Top Swiss health commission call for ‘legalisation’ of cannabis
There are around 200,000 regular users of cannabis in Switzerland according to government estimates. On 29th of April the National Commission for Addiction issues a government advisory commission released the Cannabis Update 2019 where the commission makes it clear Prohibition has failed and has called for the Swiss government to decriminalise the drug.
A spoke person for the National Commission for Addiction issues said
“Cannabis use in Switzerland had not changed significantly in the past ten years. Despite its popularity, the percentage of problematic users is low,
The risks of cannabis are mainly linked to high amounts of THC, early use among teenagers, prolonged use, mixing cannabis and tobacco, and if it is used by people with existing mental problems.”

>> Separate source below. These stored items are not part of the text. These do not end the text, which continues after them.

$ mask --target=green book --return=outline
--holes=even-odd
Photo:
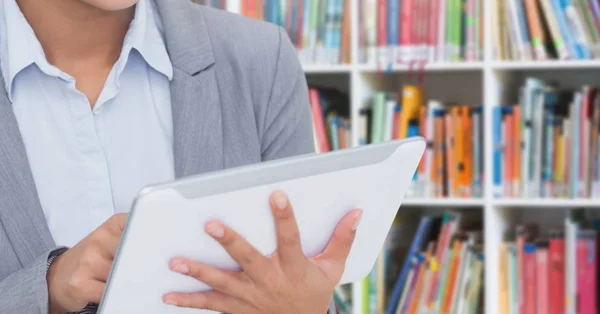
[[[372,111],[373,119],[371,121],[371,143],[383,142],[383,136],[385,134],[385,116],[386,116],[386,94],[384,92],[377,92],[373,96]]]

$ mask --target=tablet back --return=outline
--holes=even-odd
[[[185,179],[141,192],[113,264],[100,314],[212,313],[162,303],[168,292],[209,290],[169,270],[187,257],[237,269],[227,252],[204,232],[220,219],[264,255],[276,249],[268,197],[285,191],[294,207],[306,256],[326,246],[349,210],[363,217],[341,283],[358,281],[375,264],[425,149],[421,138],[347,151],[291,158]]]

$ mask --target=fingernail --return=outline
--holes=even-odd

The guidelines laid out in the Report state
The Narcotics Act be adapted so that:
- cannabis use is no longer punished;
- a regulated cannabis market can develop in Switzerland, with controls in terms of concentration of ingredients, production, distribution and sale of products;
- risk and damage reduction measures can be applied.
You can read the full report here
Cannabis can be legally purchased in Switzerland as long as the THC content is below 1% and swiss laws regarding high strength cannabis can be confusing at the best of times.
In the current law possession of 10 grams goes unpunished while users caught smoking the drug get fined.
In the last few years cannabis legislation has been gathering a lot of momentum on the continent as countries such as Germany, Denmark, The Netherlands and Poland have launched medical cannabis programs. Switzerland is not part of the European Union but is a member of the single market which guarantees Switzerland the free movement of goods into Europe.
Switzerland has a long history in the Pharmaceutical Industry will we see Switzerland exporting medical cannabis in to the European Union any time soon? It’s now in the hands of the swiss government to decide.